Exploring Multi-scale and Model-error Treatments in Ensemble Data Assimilation
Monday, November 18, 2013 - 11:00am - 11:40am
Ensemble data assimilation methods have been improved consistently and have become a viable choice in operational numerical weather prediction. Dealing with multi-scale error covariance and model errors is among the unresolved issues that would play essential roles in analysis performance. With higher resolution models, generally narrower localization is required to reduce sampling errors in ensemble-based covariance between distant locations. However, such narrow localization limits the use of observations that would have larger-scale information. This study aims to separate scales of the analysis increments, independently of observing systems.
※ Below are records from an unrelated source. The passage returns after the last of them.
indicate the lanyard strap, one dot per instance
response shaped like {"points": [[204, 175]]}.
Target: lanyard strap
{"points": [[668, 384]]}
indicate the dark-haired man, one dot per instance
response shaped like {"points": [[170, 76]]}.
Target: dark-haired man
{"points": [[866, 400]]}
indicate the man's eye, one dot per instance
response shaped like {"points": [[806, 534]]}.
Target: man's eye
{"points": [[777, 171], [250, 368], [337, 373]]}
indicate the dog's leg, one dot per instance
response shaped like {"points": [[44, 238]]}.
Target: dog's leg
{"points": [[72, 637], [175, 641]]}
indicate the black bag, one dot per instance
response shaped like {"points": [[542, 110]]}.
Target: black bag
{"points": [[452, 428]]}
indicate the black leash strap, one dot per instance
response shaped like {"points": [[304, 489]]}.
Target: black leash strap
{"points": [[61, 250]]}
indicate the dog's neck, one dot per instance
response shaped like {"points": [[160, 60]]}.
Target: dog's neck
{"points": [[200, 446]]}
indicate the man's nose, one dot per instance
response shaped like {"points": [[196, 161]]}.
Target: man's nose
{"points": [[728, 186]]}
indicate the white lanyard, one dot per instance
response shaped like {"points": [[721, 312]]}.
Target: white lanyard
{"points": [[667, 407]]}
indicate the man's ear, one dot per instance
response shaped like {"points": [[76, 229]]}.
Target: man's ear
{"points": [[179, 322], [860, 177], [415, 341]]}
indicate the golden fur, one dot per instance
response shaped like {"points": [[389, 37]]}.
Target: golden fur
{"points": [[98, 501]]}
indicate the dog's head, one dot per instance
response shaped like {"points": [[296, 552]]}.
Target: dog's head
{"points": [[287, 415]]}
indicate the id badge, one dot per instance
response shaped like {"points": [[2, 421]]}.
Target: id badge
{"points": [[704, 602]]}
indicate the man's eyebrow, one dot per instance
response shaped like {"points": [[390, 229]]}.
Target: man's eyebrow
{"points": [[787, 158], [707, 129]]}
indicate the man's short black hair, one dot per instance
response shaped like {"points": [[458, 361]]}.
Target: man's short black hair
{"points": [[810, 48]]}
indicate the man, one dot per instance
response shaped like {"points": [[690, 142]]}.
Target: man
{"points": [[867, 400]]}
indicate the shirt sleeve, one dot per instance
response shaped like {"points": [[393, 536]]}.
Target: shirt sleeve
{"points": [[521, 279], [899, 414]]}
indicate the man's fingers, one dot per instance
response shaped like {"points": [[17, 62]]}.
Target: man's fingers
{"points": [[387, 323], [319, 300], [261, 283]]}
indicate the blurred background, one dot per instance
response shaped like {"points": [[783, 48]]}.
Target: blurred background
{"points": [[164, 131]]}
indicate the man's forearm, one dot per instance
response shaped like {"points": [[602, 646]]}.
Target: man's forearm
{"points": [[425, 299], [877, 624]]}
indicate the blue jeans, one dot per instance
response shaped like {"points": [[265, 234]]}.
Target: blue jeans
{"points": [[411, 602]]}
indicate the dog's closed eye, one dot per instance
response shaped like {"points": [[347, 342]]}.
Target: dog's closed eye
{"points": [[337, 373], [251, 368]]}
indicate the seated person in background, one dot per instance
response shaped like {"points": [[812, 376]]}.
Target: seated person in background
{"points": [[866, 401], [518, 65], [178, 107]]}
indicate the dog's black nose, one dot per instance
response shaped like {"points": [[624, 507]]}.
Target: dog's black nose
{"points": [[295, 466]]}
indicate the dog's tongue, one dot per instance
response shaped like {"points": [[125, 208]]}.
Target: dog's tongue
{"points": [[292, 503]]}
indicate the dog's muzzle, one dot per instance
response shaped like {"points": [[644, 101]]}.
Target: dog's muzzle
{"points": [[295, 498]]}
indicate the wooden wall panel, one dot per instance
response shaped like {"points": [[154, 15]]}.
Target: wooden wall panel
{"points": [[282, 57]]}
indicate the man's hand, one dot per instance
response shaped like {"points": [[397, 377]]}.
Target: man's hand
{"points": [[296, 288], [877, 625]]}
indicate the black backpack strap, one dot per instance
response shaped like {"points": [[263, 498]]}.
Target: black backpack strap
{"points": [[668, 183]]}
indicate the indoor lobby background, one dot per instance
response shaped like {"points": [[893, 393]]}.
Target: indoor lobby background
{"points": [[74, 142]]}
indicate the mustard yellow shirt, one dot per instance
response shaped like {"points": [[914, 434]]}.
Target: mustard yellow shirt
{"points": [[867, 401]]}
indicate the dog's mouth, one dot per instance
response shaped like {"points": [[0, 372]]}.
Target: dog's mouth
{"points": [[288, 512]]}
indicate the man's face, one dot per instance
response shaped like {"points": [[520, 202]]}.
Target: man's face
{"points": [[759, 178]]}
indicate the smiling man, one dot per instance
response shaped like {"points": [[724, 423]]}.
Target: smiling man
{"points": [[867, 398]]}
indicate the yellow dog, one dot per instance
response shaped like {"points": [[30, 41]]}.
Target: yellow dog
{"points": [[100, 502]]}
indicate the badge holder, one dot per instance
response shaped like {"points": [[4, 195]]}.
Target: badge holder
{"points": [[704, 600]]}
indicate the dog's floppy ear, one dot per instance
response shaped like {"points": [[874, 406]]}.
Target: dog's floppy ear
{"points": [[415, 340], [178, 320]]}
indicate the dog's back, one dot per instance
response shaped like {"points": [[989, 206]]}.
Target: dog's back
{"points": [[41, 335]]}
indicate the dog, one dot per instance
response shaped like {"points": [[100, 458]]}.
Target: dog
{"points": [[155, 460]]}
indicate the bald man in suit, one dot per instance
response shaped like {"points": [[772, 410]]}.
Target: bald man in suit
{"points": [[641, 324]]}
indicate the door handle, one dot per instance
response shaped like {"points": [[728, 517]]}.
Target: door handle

Inspired by M. Buehner, we applied two different localization scales to find analysis increments at the two separate scales, and obtained improvements in simulation experiments using an intermediate AGCM known as the SPEEDY model. Another important issue is about the model errors. Among many other efforts since Dee and da Silva’s model bias estimation, we explore a discrete Bayesian approach to adaptively choosing model physics schemes that produce better fit to observations. This presentation summarizes our recent progress at RIKEN on these theoretical and practical topics, and also introduces our future perspectives and challenges including “Big Data Assimilation” for extremely-short-range weather forecasting using next-generation high-resolution weather simulations and supercomputers, and new observing instruments.